Case in point: the sad sad tale of Liu Xiang and his hurt achille’s tendon. Seems Liu was China’s big track hero, face all over billboards and ads for the Games, country’s great fast hope, blah blah blah. But? Then? He hurt himself and ended up walking off the track after a false start. And it’s dramatic and shocking and upsetting and IT WAS ON DURING YESTERDAY’S COVERAGE. I mean, look. Great story NBC, but ARE YOU SURE THERE WAS NOTHING ELSE TO TALK ABOUT TODAY? Are you sure?

Moving on.

Some quick thoughts on tonight’s events:

1. The women who throw discus could and would hurt you.

2. While I have very little excitement about the track events (sorry! I’m lame! I know! Mr. T argues that track and field are the only “real” Olympic events, and I understand? But I am so bored by track. So. Bored.), I care even less about track qualifying races. YAWNZERS.

3. I am SO SO SO SO SO SICK OF KERRI WALSH AND MISTY FREAKING-MAY-FREAKING-TREANOR. I wish them the best, I hope they win, but is it really truly absolutely necessary to cover every single one of their matches? Really? Where’s Mary Carillo? Couldn’t we be filling this time with a package on rickshaws? Or opium dens or chopsticks?

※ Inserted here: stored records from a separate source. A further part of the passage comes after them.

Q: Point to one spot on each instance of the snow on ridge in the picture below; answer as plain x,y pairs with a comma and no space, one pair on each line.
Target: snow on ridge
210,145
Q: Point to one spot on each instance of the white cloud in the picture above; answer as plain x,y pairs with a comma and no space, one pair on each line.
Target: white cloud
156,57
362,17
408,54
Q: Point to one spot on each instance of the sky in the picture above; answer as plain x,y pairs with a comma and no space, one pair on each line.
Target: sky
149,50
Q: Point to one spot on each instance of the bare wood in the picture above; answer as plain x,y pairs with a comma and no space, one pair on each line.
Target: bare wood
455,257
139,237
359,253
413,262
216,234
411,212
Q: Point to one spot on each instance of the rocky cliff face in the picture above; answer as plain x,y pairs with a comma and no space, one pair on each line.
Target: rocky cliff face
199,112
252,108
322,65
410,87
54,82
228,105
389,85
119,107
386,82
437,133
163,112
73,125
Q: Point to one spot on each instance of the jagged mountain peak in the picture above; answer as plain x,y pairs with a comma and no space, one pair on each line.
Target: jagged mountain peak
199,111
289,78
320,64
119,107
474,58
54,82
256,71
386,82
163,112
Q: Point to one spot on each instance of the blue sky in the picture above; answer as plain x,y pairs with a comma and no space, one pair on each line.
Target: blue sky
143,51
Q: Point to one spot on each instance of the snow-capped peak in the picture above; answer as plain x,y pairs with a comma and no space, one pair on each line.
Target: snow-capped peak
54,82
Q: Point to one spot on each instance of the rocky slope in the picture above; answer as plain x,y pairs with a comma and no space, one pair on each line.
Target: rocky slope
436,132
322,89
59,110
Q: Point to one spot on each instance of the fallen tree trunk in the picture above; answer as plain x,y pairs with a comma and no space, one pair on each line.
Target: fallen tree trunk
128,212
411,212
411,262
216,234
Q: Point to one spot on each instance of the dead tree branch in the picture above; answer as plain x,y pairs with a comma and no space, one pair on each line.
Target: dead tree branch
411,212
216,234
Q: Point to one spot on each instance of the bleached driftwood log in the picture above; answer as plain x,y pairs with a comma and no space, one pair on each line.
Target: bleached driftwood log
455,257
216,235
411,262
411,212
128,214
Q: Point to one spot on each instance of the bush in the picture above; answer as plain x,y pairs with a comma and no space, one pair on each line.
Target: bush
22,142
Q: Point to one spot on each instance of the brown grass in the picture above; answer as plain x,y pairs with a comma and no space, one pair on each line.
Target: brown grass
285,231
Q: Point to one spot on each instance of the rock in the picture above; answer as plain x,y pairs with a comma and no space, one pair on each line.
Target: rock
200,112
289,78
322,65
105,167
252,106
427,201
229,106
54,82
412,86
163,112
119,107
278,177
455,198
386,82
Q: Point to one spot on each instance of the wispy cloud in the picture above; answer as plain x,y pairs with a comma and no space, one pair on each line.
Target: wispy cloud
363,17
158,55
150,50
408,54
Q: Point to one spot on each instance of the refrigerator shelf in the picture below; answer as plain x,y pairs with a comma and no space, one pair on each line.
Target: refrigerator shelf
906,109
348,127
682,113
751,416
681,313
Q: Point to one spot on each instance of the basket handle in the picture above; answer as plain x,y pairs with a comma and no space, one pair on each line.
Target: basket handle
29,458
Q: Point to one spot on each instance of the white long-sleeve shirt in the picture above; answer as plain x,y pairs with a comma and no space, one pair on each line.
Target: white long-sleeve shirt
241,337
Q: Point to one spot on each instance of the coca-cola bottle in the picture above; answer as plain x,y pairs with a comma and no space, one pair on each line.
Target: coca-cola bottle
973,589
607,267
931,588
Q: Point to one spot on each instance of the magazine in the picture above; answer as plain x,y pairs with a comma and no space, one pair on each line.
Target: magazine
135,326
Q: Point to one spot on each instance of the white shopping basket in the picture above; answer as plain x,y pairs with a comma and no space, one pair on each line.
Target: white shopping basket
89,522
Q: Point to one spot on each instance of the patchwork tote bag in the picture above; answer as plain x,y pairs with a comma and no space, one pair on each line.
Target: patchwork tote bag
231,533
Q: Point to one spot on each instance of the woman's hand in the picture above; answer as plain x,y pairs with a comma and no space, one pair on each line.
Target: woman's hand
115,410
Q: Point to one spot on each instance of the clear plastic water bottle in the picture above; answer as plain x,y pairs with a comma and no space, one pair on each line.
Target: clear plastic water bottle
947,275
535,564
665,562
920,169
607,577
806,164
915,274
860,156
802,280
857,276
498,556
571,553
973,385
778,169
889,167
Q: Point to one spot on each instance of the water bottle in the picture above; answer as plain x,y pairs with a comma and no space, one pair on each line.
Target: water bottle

5. Despite my earlier expressed dislike for track, I have to admit that A. I have respect for hurdles because I’m a complete and total spaz, and could never image being able to hurl my stumpy little legs over one, much less at full gallop and B. A U.S SWEEP!

6. And, yeah, you know what? I’m completely and utterly sick of the gymnastic’s judging malarkey. If this weren’t a family paper I’d have more colorful things to say about this hoo-ha. But suffice it to say, the gymnastics judges at this Olympics have turned this entire thing into a farce, and I’m sick of telling our girls that they were ripped-off and assuring them they should have won. It’s gone beyond infuriating and entered the realm of the absurd.

For shame, Olympic judges.

For. Shame.

If you need me, I’m going to be doing vodka shots with Bela.